What does this implement/fix? Explain your changes.

As discussed in #30079, it may be more appropriate to return np.nan when all data comes from a single class.

github-actions · 2024-10-18T18:14:20Z

✔️ Linting Passed

All linting checks passed. Your pull request is in excellent shape! ☀️

_{Generated for commit: 9ea9001. Link to the linter CI: here}

adrinjalali

Otherwise LGTM.

doc/whats_new/upcoming_changes/sklearn.metrics/27412.fix.rst

glevv · 2024-10-19T08:13:22Z

sklearn/metrics/tests/test_common.py

                with pytest.warns(UndefinedMetricWarning):
-                    assert metric(y1_row, y2_row) == pytest.approx(0.0)
+                    assert np.isnan(metric(y1_row, y2_row))


math.isnan is preferable when working with numbers

glevv · 2024-10-19T08:14:01Z

doc/whats_new/upcoming_changes/sklearn.metrics/27412.fix.rst

@@ -1,3 +1,3 @@
- :func:`metrics.roc_auc_score` will now correctly return 0.0 and
+- :func:`metrics.roc_auc_score` will now correctly return np.nan and
  warn user if only one class is present in the labels.
  By :user:`Gleb Levitski <glevv>`


Almost sure that you should add yourself to the changelog

My "contribution" is rather trivial, but OK, I've added myself.

glevv · 2024-10-19T08:14:23Z

sklearn/metrics/tests/test_ranking.py

@@ -388,7 +389,8 @@ def test_roc_curve_toydata():
        "ROC AUC score is not defined in that case."
    )
    with pytest.warns(UndefinedMetricWarning, match=expected_message):
-        roc_auc_score(y_true, y_score)
+        auc = roc_auc_score(y_true, y_score)
+    assert_almost_equal(auc, np.nan)


same as above math.isnan is preferable

Missed one on 375th line

Thanks. I amended the last commit.

… changelog

adrinjalali

otherwise LGTM

adrinjalali · 2024-10-23T06:00:41Z

sklearn/metrics/tests/test_ranking.py

@@ -370,7 +371,8 @@ def test_roc_curve_toydata():
        "ROC AUC score is not defined in that case."
    )
    with pytest.warns(UndefinedMetricWarning, match=expected_message):
-        roc_auc_score(y_true, y_score)
+        auc = roc_auc_score(y_true, y_score)
+    assert_almost_equal(auc, np.nan)


same here with math.isnan

adrinjalali · 2024-10-23T09:46:01Z

doc/whats_new/upcoming_changes/sklearn.metrics/27412.fix.rst

  warn user if only one class is present in the labels.
-  By :user:`Gleb Levitski <glevv>`
+  By :user:`Gleb Levitski <glevv>` and :user:`Janez Demšar <janezd>`


@lesteve this PR number is not gonna show up here. What do we do?

I think we can duplicate the changelog entry into two files with different PR numbers in their name but the same contents.

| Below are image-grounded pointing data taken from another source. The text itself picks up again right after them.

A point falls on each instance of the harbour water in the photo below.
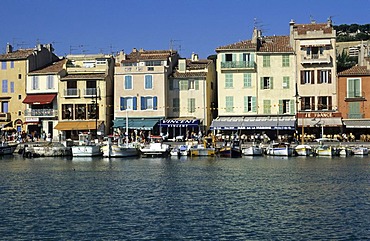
(248, 198)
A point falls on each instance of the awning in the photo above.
(335, 121)
(136, 123)
(180, 123)
(253, 123)
(77, 125)
(357, 123)
(40, 99)
(315, 42)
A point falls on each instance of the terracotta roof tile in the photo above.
(304, 28)
(276, 44)
(84, 76)
(245, 44)
(18, 54)
(54, 68)
(355, 70)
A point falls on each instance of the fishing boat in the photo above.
(254, 150)
(86, 147)
(279, 149)
(360, 150)
(325, 150)
(303, 150)
(155, 148)
(7, 149)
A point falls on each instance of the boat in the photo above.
(182, 150)
(279, 149)
(86, 147)
(360, 150)
(155, 147)
(303, 150)
(254, 150)
(119, 148)
(324, 150)
(7, 149)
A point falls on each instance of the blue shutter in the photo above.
(143, 104)
(122, 103)
(135, 103)
(155, 102)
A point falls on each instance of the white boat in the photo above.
(7, 149)
(182, 150)
(360, 150)
(119, 149)
(279, 149)
(86, 147)
(325, 150)
(303, 150)
(155, 149)
(254, 150)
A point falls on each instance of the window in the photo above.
(148, 103)
(35, 83)
(191, 105)
(354, 88)
(247, 80)
(249, 104)
(50, 82)
(266, 106)
(148, 82)
(285, 106)
(285, 61)
(128, 103)
(307, 77)
(12, 87)
(4, 86)
(176, 104)
(308, 103)
(324, 103)
(184, 84)
(286, 82)
(266, 61)
(266, 83)
(324, 76)
(67, 111)
(128, 82)
(194, 84)
(229, 103)
(228, 80)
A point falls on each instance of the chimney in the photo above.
(9, 48)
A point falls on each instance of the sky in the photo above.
(188, 26)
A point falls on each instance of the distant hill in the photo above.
(352, 32)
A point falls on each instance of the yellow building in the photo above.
(15, 65)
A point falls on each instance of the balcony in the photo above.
(91, 92)
(41, 112)
(238, 65)
(316, 59)
(71, 93)
(5, 116)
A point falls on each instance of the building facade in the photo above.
(15, 65)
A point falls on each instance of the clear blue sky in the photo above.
(199, 26)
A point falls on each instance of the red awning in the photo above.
(40, 99)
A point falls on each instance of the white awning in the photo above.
(315, 42)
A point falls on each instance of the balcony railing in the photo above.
(41, 112)
(5, 116)
(315, 58)
(238, 65)
(72, 92)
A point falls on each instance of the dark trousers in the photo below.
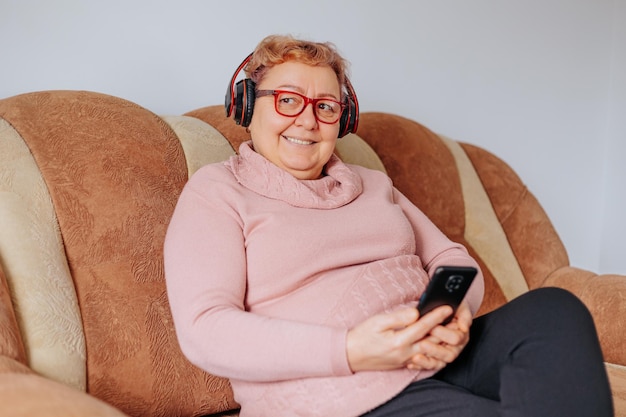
(537, 356)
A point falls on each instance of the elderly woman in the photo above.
(282, 276)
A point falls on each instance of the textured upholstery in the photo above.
(87, 185)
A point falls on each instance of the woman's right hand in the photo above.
(390, 340)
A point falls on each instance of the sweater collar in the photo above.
(339, 187)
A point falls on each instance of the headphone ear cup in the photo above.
(244, 102)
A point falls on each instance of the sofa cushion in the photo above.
(114, 172)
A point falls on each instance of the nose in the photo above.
(307, 118)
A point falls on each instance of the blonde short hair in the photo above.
(277, 49)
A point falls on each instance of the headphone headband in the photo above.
(240, 97)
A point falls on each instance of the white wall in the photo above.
(538, 82)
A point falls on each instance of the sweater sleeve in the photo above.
(205, 267)
(435, 249)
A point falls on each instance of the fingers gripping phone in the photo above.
(448, 286)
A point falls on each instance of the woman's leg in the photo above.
(538, 355)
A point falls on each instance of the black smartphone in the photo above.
(448, 286)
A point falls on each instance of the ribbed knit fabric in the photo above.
(266, 274)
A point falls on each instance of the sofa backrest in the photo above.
(88, 183)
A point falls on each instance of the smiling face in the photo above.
(300, 145)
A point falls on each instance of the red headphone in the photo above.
(240, 98)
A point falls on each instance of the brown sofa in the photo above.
(87, 185)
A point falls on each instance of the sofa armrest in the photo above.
(24, 394)
(605, 296)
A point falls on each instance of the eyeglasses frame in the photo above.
(307, 101)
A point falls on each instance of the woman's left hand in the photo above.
(445, 343)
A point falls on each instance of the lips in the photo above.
(298, 141)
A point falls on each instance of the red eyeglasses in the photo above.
(291, 104)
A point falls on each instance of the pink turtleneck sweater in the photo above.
(266, 274)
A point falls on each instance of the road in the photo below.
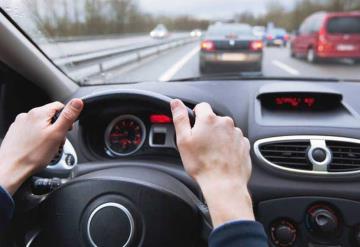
(183, 62)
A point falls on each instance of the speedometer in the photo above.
(125, 135)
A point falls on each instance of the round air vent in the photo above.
(310, 154)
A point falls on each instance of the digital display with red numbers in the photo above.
(296, 102)
(300, 101)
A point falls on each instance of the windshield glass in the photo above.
(124, 41)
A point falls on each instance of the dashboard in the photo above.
(305, 140)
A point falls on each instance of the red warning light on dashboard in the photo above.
(295, 102)
(160, 119)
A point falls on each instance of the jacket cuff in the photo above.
(239, 234)
(7, 206)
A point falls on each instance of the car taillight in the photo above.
(208, 45)
(256, 45)
(322, 35)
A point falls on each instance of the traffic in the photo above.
(318, 41)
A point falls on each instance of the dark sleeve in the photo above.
(239, 234)
(6, 208)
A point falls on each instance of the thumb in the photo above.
(69, 115)
(180, 119)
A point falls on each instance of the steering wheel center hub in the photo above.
(110, 224)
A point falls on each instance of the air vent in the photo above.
(289, 154)
(308, 154)
(345, 156)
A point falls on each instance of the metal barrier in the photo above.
(80, 67)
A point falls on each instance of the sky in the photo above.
(208, 8)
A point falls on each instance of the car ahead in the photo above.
(230, 47)
(159, 32)
(276, 37)
(259, 31)
(328, 36)
(196, 33)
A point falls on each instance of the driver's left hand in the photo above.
(32, 141)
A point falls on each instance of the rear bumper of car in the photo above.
(231, 57)
(339, 55)
(337, 51)
(215, 62)
(275, 42)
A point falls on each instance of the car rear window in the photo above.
(225, 30)
(350, 25)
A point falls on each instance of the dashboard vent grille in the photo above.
(290, 154)
(345, 156)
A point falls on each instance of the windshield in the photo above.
(125, 41)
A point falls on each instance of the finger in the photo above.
(69, 115)
(180, 119)
(47, 110)
(228, 121)
(203, 111)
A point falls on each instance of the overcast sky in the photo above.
(208, 8)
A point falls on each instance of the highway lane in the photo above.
(183, 62)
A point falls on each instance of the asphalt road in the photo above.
(183, 62)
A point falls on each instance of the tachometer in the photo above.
(125, 135)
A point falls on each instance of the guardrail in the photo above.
(80, 67)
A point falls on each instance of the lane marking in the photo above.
(176, 67)
(285, 67)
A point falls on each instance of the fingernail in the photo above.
(76, 103)
(174, 104)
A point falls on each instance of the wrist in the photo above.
(13, 174)
(227, 201)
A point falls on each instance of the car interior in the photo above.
(305, 151)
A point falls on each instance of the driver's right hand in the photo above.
(216, 154)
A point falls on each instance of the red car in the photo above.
(328, 36)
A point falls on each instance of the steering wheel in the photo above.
(127, 205)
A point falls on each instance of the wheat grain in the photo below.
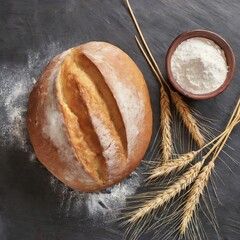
(202, 180)
(166, 118)
(173, 165)
(166, 195)
(188, 120)
(194, 196)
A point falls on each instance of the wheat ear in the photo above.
(166, 195)
(166, 118)
(194, 196)
(188, 120)
(198, 187)
(173, 165)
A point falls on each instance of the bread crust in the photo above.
(56, 149)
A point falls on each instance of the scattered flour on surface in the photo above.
(16, 84)
(103, 205)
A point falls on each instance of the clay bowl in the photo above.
(221, 43)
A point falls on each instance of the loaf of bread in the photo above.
(89, 116)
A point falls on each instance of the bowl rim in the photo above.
(216, 38)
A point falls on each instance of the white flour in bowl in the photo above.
(16, 84)
(199, 65)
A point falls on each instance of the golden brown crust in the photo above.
(115, 108)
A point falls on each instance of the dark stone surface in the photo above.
(28, 208)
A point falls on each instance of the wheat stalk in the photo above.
(202, 180)
(188, 120)
(166, 118)
(165, 196)
(194, 196)
(173, 165)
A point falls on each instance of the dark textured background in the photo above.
(28, 208)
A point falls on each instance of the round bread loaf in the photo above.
(89, 116)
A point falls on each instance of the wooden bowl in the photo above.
(221, 43)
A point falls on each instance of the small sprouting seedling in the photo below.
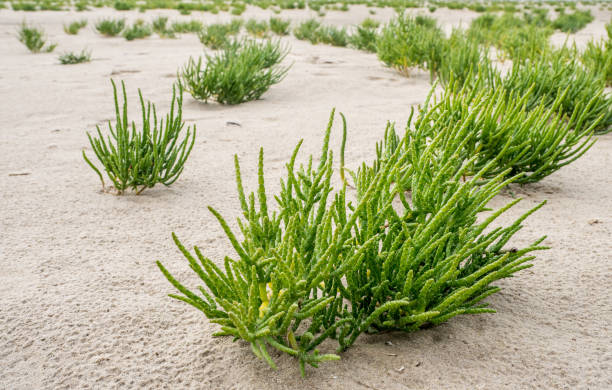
(160, 26)
(75, 58)
(258, 29)
(364, 38)
(138, 30)
(279, 26)
(141, 158)
(242, 72)
(74, 27)
(370, 23)
(34, 39)
(110, 27)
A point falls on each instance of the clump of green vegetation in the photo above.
(34, 39)
(238, 9)
(370, 23)
(331, 35)
(364, 38)
(307, 30)
(110, 27)
(279, 26)
(324, 268)
(597, 57)
(74, 27)
(138, 30)
(75, 58)
(462, 59)
(141, 158)
(193, 26)
(517, 38)
(514, 131)
(408, 42)
(241, 72)
(23, 6)
(160, 26)
(573, 22)
(216, 36)
(124, 5)
(256, 28)
(551, 76)
(313, 31)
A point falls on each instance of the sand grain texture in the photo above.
(82, 304)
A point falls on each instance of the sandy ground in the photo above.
(82, 304)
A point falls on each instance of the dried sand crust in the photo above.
(82, 304)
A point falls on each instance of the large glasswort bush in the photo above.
(324, 267)
(241, 72)
(110, 27)
(139, 158)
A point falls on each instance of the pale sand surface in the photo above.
(82, 304)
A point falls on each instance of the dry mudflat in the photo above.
(82, 304)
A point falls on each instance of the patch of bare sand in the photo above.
(82, 304)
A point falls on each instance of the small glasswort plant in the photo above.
(34, 39)
(141, 158)
(74, 27)
(75, 58)
(241, 72)
(110, 27)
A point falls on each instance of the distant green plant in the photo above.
(34, 39)
(138, 30)
(525, 137)
(110, 27)
(81, 6)
(256, 28)
(23, 6)
(574, 22)
(518, 39)
(407, 42)
(74, 27)
(555, 73)
(364, 38)
(193, 26)
(124, 5)
(462, 59)
(279, 26)
(332, 35)
(307, 30)
(160, 26)
(238, 9)
(370, 23)
(75, 58)
(241, 72)
(141, 158)
(597, 57)
(216, 36)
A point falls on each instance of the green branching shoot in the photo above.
(34, 39)
(323, 267)
(70, 58)
(139, 158)
(110, 27)
(241, 72)
(74, 27)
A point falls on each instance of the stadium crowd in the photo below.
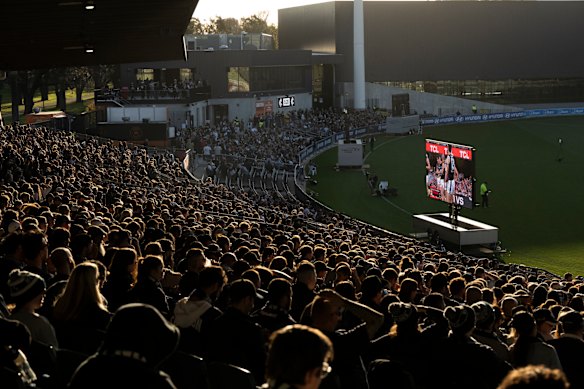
(114, 256)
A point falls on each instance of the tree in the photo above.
(195, 27)
(102, 75)
(78, 78)
(258, 23)
(219, 25)
(28, 83)
(255, 23)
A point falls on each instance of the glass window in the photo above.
(144, 74)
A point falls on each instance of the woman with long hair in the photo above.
(528, 349)
(123, 272)
(80, 314)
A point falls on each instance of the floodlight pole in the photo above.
(358, 55)
(454, 211)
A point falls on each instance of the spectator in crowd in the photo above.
(138, 339)
(484, 331)
(27, 292)
(80, 313)
(275, 314)
(138, 197)
(325, 313)
(464, 361)
(234, 338)
(195, 314)
(570, 346)
(14, 339)
(535, 377)
(148, 288)
(527, 349)
(123, 273)
(298, 357)
(303, 288)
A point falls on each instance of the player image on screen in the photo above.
(450, 173)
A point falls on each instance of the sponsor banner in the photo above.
(458, 152)
(502, 116)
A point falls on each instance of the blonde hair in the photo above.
(81, 292)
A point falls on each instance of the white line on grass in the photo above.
(385, 198)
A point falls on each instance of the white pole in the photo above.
(358, 55)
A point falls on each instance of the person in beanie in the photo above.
(466, 363)
(137, 341)
(14, 339)
(27, 291)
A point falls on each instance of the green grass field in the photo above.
(537, 202)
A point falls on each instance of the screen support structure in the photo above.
(454, 210)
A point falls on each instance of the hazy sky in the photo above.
(207, 9)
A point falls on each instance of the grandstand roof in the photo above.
(48, 33)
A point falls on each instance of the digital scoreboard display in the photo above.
(450, 173)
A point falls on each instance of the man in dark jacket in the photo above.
(234, 337)
(137, 341)
(276, 313)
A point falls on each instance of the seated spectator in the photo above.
(527, 349)
(191, 266)
(138, 339)
(324, 313)
(80, 313)
(195, 314)
(27, 292)
(570, 346)
(405, 344)
(485, 329)
(298, 357)
(275, 314)
(463, 361)
(36, 253)
(123, 272)
(303, 288)
(14, 339)
(148, 288)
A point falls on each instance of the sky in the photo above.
(207, 9)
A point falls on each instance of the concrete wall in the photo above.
(244, 108)
(137, 114)
(380, 96)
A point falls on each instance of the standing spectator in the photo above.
(27, 292)
(303, 288)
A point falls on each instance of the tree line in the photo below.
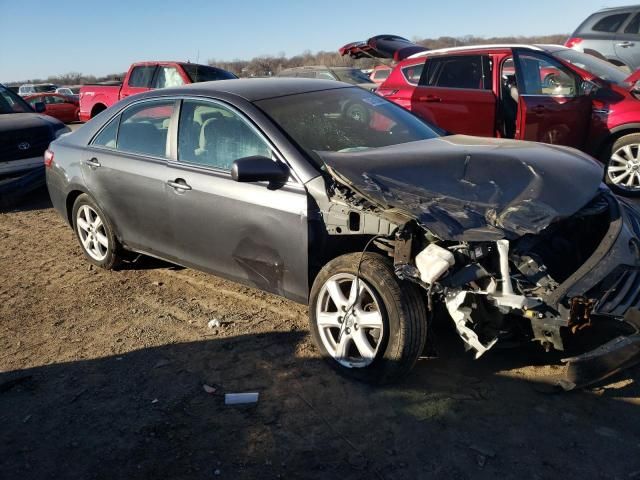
(267, 65)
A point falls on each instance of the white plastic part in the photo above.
(433, 262)
(240, 398)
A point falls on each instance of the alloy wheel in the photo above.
(349, 320)
(92, 233)
(623, 169)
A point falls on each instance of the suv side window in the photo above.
(144, 128)
(141, 76)
(633, 27)
(212, 135)
(610, 23)
(167, 77)
(459, 71)
(539, 75)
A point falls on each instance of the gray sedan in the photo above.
(376, 221)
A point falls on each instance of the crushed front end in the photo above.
(497, 233)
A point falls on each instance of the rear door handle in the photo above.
(93, 162)
(429, 98)
(179, 184)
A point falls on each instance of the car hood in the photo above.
(382, 46)
(469, 188)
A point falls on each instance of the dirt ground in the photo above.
(102, 374)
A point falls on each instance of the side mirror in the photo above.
(259, 169)
(587, 88)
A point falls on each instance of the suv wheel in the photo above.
(372, 328)
(95, 233)
(622, 165)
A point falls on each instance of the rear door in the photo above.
(250, 232)
(455, 93)
(140, 80)
(551, 107)
(125, 170)
(627, 43)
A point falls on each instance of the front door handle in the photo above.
(93, 162)
(429, 98)
(179, 184)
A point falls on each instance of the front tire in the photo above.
(95, 233)
(372, 329)
(622, 165)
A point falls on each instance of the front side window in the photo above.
(144, 128)
(168, 77)
(12, 103)
(610, 23)
(343, 120)
(212, 135)
(541, 76)
(460, 71)
(141, 76)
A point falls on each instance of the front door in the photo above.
(248, 232)
(455, 93)
(551, 107)
(125, 170)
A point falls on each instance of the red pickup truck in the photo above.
(145, 76)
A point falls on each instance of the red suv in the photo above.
(543, 93)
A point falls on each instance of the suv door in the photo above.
(140, 80)
(455, 92)
(125, 171)
(627, 42)
(551, 106)
(249, 232)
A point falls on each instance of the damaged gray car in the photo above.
(375, 219)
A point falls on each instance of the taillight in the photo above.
(572, 42)
(386, 92)
(48, 158)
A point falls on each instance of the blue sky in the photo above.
(100, 37)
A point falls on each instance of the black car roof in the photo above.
(253, 89)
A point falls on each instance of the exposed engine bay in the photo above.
(535, 265)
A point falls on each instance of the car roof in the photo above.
(484, 48)
(253, 89)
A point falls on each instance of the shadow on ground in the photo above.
(145, 414)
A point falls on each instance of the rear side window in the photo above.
(460, 71)
(610, 23)
(167, 77)
(107, 137)
(633, 27)
(141, 76)
(212, 135)
(144, 128)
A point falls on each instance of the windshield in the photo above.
(12, 103)
(594, 65)
(202, 73)
(344, 120)
(352, 75)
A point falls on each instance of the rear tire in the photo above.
(375, 336)
(95, 233)
(622, 165)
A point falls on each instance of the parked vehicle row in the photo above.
(25, 134)
(142, 77)
(544, 93)
(376, 222)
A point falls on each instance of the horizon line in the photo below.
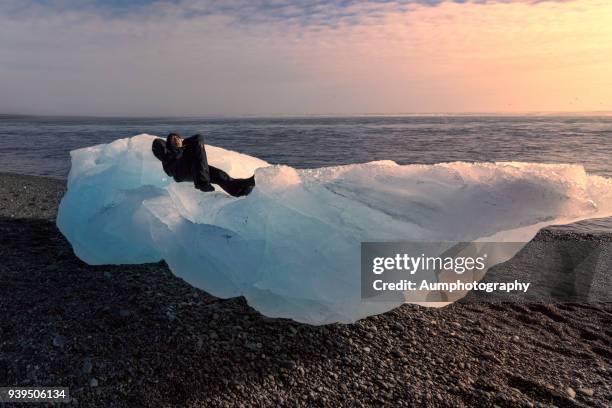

Then both entries will be merged by towncrier when we aggregate the changelog of a given release.

Yeah that's the towncrier's way of doing it, creating two files with same content that only differ by the PR number in the filename.

I originally thought it was a hidden towncrier feature but it is mentioned in the tutorial

$ towncrier create --content 'Can also be ``rst`` as well!' 3456.doc.rst # You can associate multiple issue numbers with a news fragment by giving them the same contents. $ towncrier create --content 'Can also be ``rst`` as well!' 7890.doc.rst

I discovered this by looking at the towncrier source code. Note that it only works if both fragments have the same type (fix in this case) IIRC.

There is twisted/towncrier#599 to try to make it a bit more convenient.

@glemaitre you've enabled automerge before resolving this though.

I duplicated the changelog.

ogrisel

LGTM as well once the review comments have all been taken care of.

ogrisel · 2024-10-23T10:15:02Z

sklearn/metrics/_ranking.py

@@ -375,12 +375,11 @@ def _binary_roc_auc_score(y_true, y_score, sample_weight=None, max_fpr=None):
        warnings.warn(
            (
                "Only one class is present in y_true. ROC AUC score "
-                "is not defined in that case. The score is set to "
-                "0.0."
+                "is not defined in that case."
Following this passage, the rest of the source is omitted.